La Comisión Europea confirmó este miércoles que Grecia ha cumplido con las 88 medidas exigidas dentro de la cuarta revisión de su rescate financiero, lo que allana el camino para que los socios del euro y las instituciones comunitarias aprueben este jueves un acuerdo “histórico” que ponga fin al tercer rescate a Grecia, el último en vigor en la eurozona, y cierre definitivamente el capítulo de la crisis financiera.

“Todas las 88 acciones previas se han completado. Grecia ha hecho su parte del trabajo”, ha dicho en una rueda de prensa el comisario europeo de Asuntos Económicos, Pierre Moscovici: “la etapa de mañana es una etapa histórica para la eurozona, en la que cerramos la página de esta crisis y de la crisis económica con sus impactos sociales”. El comisario se mostró “convencido” de que los ministros de Economía y Finanzas de la eurozona darán este jueves el visto bueno a un acuerdo global que permita acabar con ocho años de asistencia financiera y “dolorosos sacrificios” para los griegos.

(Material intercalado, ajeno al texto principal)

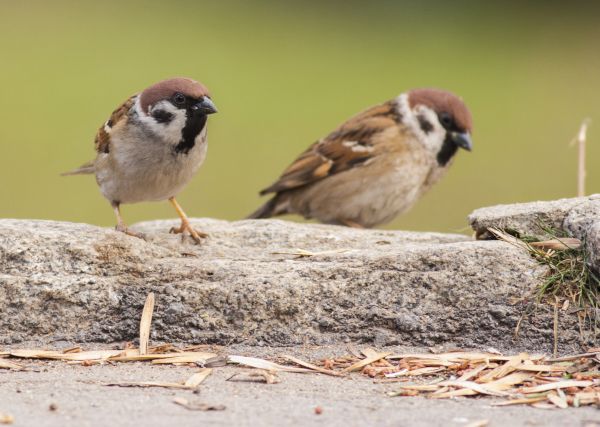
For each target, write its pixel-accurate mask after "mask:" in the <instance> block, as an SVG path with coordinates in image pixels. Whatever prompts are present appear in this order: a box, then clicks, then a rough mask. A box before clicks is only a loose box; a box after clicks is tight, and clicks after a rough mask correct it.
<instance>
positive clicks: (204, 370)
mask: <svg viewBox="0 0 600 427" xmlns="http://www.w3.org/2000/svg"><path fill="white" fill-rule="evenodd" d="M211 373H212V369H210V368H202V369H200V370H199V371H198V372H196V373H195V374H193V375H192V376H191V377H189V378H188V379H187V380H186V381H185V383H184V384H183V385H184V386H186V387H188V388H198V386H199V385H200V384H202V382H203V381H204V380H205V379H206V378H207V377H208V376H209V375H210V374H211Z"/></svg>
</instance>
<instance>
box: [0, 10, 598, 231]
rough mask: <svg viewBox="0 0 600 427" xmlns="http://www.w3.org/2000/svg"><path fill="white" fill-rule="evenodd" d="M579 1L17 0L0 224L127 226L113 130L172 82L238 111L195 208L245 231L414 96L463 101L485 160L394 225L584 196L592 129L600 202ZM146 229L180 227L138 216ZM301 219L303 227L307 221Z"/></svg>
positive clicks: (586, 38) (2, 108)
mask: <svg viewBox="0 0 600 427" xmlns="http://www.w3.org/2000/svg"><path fill="white" fill-rule="evenodd" d="M591 7H594V6H589V5H586V3H583V2H582V3H581V4H578V3H577V2H569V3H566V2H536V3H530V4H529V5H519V3H517V2H514V3H503V4H494V5H493V4H492V3H491V2H460V1H459V2H456V1H455V2H445V1H424V2H418V3H417V2H414V3H412V2H402V1H395V2H392V1H371V2H353V1H346V2H311V1H305V2H293V3H292V2H282V1H280V2H278V1H214V0H213V1H195V2H193V1H170V2H165V1H146V2H136V1H132V2H122V1H121V2H109V1H95V2H85V1H78V2H75V1H73V2H67V1H54V2H42V1H40V2H32V1H23V2H12V1H10V2H9V1H6V0H0V52H1V59H0V89H1V96H0V123H1V126H0V183H1V186H0V217H17V218H45V219H58V220H68V221H78V222H87V223H94V224H100V225H112V224H114V217H113V213H112V210H111V209H110V206H109V204H108V202H107V201H106V200H104V198H103V197H102V196H101V195H100V193H99V191H98V189H97V187H96V184H95V181H94V178H93V177H91V176H83V177H69V178H64V177H60V176H59V173H60V172H63V171H66V170H70V169H73V168H74V167H77V166H79V165H80V164H81V163H83V162H85V161H87V160H90V159H91V158H92V157H93V156H94V148H93V138H94V135H95V132H96V129H97V128H98V127H99V126H100V124H101V123H103V122H104V121H105V120H106V119H107V116H108V115H109V114H110V112H111V111H112V110H113V109H114V108H115V107H116V106H117V105H118V104H119V103H120V102H121V101H123V100H124V99H125V98H126V97H127V96H129V95H130V94H132V93H135V92H137V91H139V90H141V89H143V88H144V87H146V86H148V85H149V84H151V83H154V82H155V81H158V80H160V79H163V78H167V77H171V76H176V75H184V76H189V77H192V78H195V79H197V80H200V81H202V82H204V83H205V84H206V85H207V86H208V87H209V88H210V89H211V92H212V94H213V99H214V101H215V103H216V104H217V106H218V107H219V110H220V113H219V114H217V115H215V116H212V117H211V118H210V120H209V135H210V137H209V141H210V142H209V152H208V158H207V161H206V163H205V165H204V167H203V168H202V169H201V171H200V173H199V174H198V176H197V177H196V178H195V179H194V180H193V182H192V183H191V184H190V185H189V186H188V187H187V188H186V189H185V190H184V192H183V193H182V194H181V195H180V197H179V200H180V203H181V204H182V205H183V207H184V209H185V210H186V211H187V212H188V214H189V215H190V216H197V217H199V216H208V217H216V218H224V219H230V220H233V219H239V218H242V217H243V216H245V215H246V214H248V213H250V212H251V211H253V210H254V209H255V208H256V207H257V206H258V205H259V204H260V203H262V202H263V201H264V200H262V199H259V197H258V195H257V192H258V190H260V189H261V188H263V187H265V186H267V185H268V184H270V183H271V182H272V181H273V180H275V179H276V178H277V177H278V176H279V174H280V172H281V171H282V170H283V168H284V167H286V166H287V165H288V164H289V163H290V162H291V161H292V160H293V159H294V158H295V156H296V155H298V154H299V153H300V152H301V151H303V150H304V149H305V148H306V147H307V146H308V144H310V143H312V142H313V141H314V140H316V139H318V138H320V137H322V136H324V135H326V134H327V133H328V132H329V131H331V130H332V129H333V128H334V127H335V126H337V125H338V124H340V123H341V122H343V121H344V120H345V119H346V118H348V117H349V116H351V115H353V114H354V113H356V112H358V111H361V110H363V109H364V108H366V107H368V106H370V105H372V104H375V103H379V102H382V101H384V100H386V99H389V98H391V97H394V96H396V95H397V94H398V93H400V92H402V91H404V90H406V89H409V88H413V87H423V86H433V87H440V88H445V89H449V90H451V91H454V92H455V93H457V94H459V95H460V96H462V97H463V98H464V99H465V101H466V102H467V104H468V105H469V106H470V108H471V110H472V112H473V116H474V122H475V131H474V142H475V150H474V151H473V152H472V153H466V152H460V153H459V156H458V158H457V159H456V161H455V163H454V166H453V167H452V168H451V170H450V172H449V173H448V175H447V176H446V178H445V179H444V180H443V181H442V182H441V183H439V184H438V185H437V186H436V187H434V189H433V190H432V191H431V192H430V193H429V194H427V195H426V196H425V197H424V198H423V199H422V200H421V201H420V203H419V204H418V205H417V206H416V207H415V208H414V209H413V210H412V211H411V212H410V213H408V214H406V215H404V216H402V217H400V218H398V219H397V220H395V221H394V222H393V223H391V224H389V225H388V226H386V227H387V228H402V229H415V230H436V231H449V232H452V231H466V229H465V227H466V216H467V214H468V213H469V212H471V211H472V210H473V209H475V208H477V207H481V206H486V205H491V204H497V203H510V202H520V201H530V200H539V199H554V198H559V197H572V196H574V195H575V192H576V169H577V168H576V157H577V150H576V149H575V148H573V147H569V141H570V140H571V139H572V138H573V137H574V136H575V134H576V133H577V130H578V128H579V125H580V123H581V121H582V119H584V118H585V117H590V118H591V119H592V120H593V121H592V125H591V128H590V132H589V138H588V142H589V150H588V180H587V189H588V190H587V191H588V192H589V193H593V192H600V171H599V170H598V168H596V167H595V165H596V164H597V159H598V158H600V14H599V11H600V9H599V8H598V7H594V8H593V9H591ZM123 212H124V216H125V219H126V220H127V221H128V222H129V223H133V222H136V221H140V220H150V219H155V218H170V217H175V213H174V212H173V211H172V209H171V207H170V206H169V204H168V203H166V202H165V203H146V204H138V205H126V206H125V207H124V209H123ZM290 219H297V217H290Z"/></svg>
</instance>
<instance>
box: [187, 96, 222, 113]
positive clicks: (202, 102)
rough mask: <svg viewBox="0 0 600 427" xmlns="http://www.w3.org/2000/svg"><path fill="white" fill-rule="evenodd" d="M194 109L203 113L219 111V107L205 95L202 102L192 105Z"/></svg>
mask: <svg viewBox="0 0 600 427" xmlns="http://www.w3.org/2000/svg"><path fill="white" fill-rule="evenodd" d="M192 110H193V111H199V112H201V113H202V114H214V113H216V112H217V107H215V104H213V102H212V100H211V99H210V98H209V97H207V96H205V97H204V98H202V100H201V101H200V102H198V103H196V104H194V105H192Z"/></svg>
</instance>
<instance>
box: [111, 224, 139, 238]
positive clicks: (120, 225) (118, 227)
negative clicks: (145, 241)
mask: <svg viewBox="0 0 600 427" xmlns="http://www.w3.org/2000/svg"><path fill="white" fill-rule="evenodd" d="M115 230H117V231H120V232H121V233H125V234H127V235H128V236H133V237H137V238H138V239H142V240H146V235H145V234H144V233H138V232H137V231H133V230H130V229H129V228H127V226H126V225H123V224H117V225H115Z"/></svg>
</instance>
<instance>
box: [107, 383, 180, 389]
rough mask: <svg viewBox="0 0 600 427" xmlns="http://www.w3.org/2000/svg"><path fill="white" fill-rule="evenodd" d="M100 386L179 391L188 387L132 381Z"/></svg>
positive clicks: (107, 383) (157, 383) (158, 383)
mask: <svg viewBox="0 0 600 427" xmlns="http://www.w3.org/2000/svg"><path fill="white" fill-rule="evenodd" d="M102 385H105V386H108V387H164V388H180V389H189V388H190V387H188V386H186V385H183V384H179V383H166V382H165V383H163V382H157V381H138V382H135V381H132V382H122V383H104V384H102Z"/></svg>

El acuerdo global que buscan los socios debe sustentarse en tres pilares: el cierre de la última revisión del cumplimiento de las condiciones del rescate, un acuerdo sobre las medidas para hacer sostenible la deuda helena (que roza el 180% de su PIB) y el diseño del programa de vigilancia para el país tras el rescate.

De esta manera, el Eurogrupo deberá dar luz verde a un último desembolso para el país que en un primer momento se estimó en 11.700 millones de euros, pero que podría ser superior, y que servirá para crear un colchón de efectivo de hasta 20.000 millones que permita a Atenas devolver su deuda sin necesidad de acudir a los mercados hasta final de 2019.

Sin embargo, la parte clave del acuerdo y la que genera más controversia en el Eurogrupo son las medidas de alivio de deuda que demandan Grecia y las instituciones -CE, Banco Central Europeo (BCE), Mecanismo Europeo de Estabilidad y Fondo Monetario Internacional (FMI)-, pero provocan reticencias, especialmente, en Alemania.